Kurz nach neuen Verhandlungsbemühungen im Konflikt zwischen den USA und Iran ist die Lage in der Straße von Hormus erneut eskaliert: Das US-Militär griff nach eigenen Angaben Ziele in Iran an, nachdem Irans Marine ein Containerschiff in der Meerenge attackiert hatte.
Die Angriffe seien eine Reaktion auf eine Attacke der iranischen Revolutionsgarde auf ein Containerschiff unter der Flagge Zyperns in der Straße von Hormus. „Ein ziviles Besatzungsmitglied wird vermisst, und das Schiff kann die Fahrt wegen eines Feuers an Bord und erheblicher Schäden im Maschinenraum nicht fortsetzen“, teilt das für die Region zuständige US-Zentralkommando Centcom auf der Plattform X mit. Die Angriffe seien auf Anweisung von US-Präsident Donald Trump erfolgt, heißt es weiter.
Iran sperrt Straße von Hormus
Die Revolutionsgarde wiederum teilte mit, die strategisch wichtige Straße von Hormus sei „bis auf Weiteres“ gesperrt. Sie habe Warnschüsse auf ein Schiff abgefeuert, das eine „nicht genehmigte Route“ befahren habe. Das Schiff sei getroffen und angehalten worden, erklärten die Revolutionsgarden laut der staatlichen Nachrichtenagentur Irna. Nach diesem Vorfall werde die Straße von Hormus „bis auf Weiteres und bis zum Ende der amerikanischen Interventionen in dieser Region gesperrt, keinem Schiff wird die Durchfahrt gestattet“.
Feuerpause gilt nicht mehr
Es ist die dritte Runde von US-Angriffen auf Iran in dieser Woche. Nach der Vereinbarung eines Rahmenabkommens zwischen Washington und Teheran im vergangenen Monat hatte vorübergehend relative Ruhe in der Region geherrscht. In der Nacht zum Mittwoch aber begannen die USA wieder mit massiven Angriffen auf Iran, US-Präsident Trump erklärte die mit dem Iran vereinbarte Feuerpause für beendet. Die Streitkräfte Irans griffen daraufhin wieder US-Stützpunkte in der Region an.

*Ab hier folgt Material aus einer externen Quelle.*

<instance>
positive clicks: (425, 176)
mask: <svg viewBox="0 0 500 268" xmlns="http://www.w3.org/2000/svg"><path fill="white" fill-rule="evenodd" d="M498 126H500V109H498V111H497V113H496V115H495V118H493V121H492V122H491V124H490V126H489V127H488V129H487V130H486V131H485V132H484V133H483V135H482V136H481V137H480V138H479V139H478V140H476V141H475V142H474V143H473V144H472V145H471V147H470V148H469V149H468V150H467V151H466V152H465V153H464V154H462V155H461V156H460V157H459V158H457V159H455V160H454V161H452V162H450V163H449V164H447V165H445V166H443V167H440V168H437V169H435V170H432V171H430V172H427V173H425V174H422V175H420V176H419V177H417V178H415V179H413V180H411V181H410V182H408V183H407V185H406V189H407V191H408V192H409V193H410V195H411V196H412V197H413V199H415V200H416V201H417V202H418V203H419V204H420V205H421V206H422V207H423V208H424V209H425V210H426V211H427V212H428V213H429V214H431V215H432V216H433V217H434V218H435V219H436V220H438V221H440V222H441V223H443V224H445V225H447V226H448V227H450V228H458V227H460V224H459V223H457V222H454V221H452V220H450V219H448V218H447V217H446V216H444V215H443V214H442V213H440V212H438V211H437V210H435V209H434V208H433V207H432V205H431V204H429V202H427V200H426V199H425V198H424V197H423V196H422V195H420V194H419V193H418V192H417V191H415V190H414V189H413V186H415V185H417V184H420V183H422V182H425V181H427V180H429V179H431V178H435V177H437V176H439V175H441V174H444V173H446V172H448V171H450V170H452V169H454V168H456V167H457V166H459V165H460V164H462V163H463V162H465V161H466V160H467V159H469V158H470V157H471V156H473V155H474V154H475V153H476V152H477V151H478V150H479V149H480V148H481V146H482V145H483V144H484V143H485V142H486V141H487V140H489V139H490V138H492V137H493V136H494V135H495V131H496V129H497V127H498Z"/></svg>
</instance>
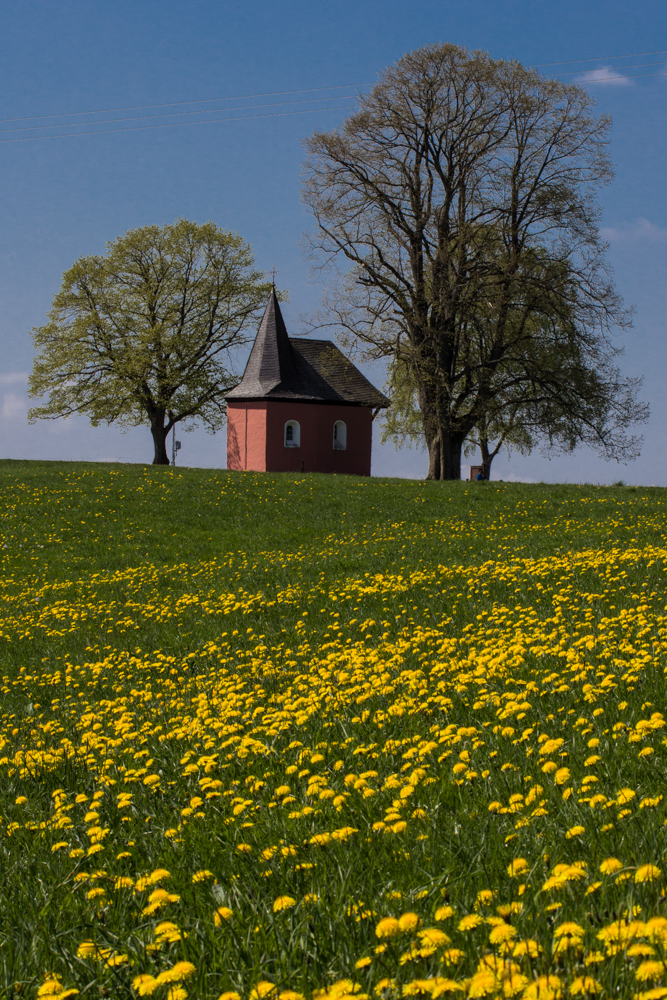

Am Samstag hatte Omans Außenminister Badr al-Busaidi seinen iranischen Kollegen Abbas Araghtschi empfangen, um über die Straße von Hormus zu sprechen. Das iranische Staatsfernsehen meldete, beide hätten Meinungen über „geeignete Mechanismen zur Gewährleistung der sicheren Durchfahrt von Schiffen ausgetauscht“. Die Gespräche sollten „auf technischer und politischer Ebene“ fortgesetzt werden. Ob das nach der neuen Eskalation weiter gilt, ist unklar.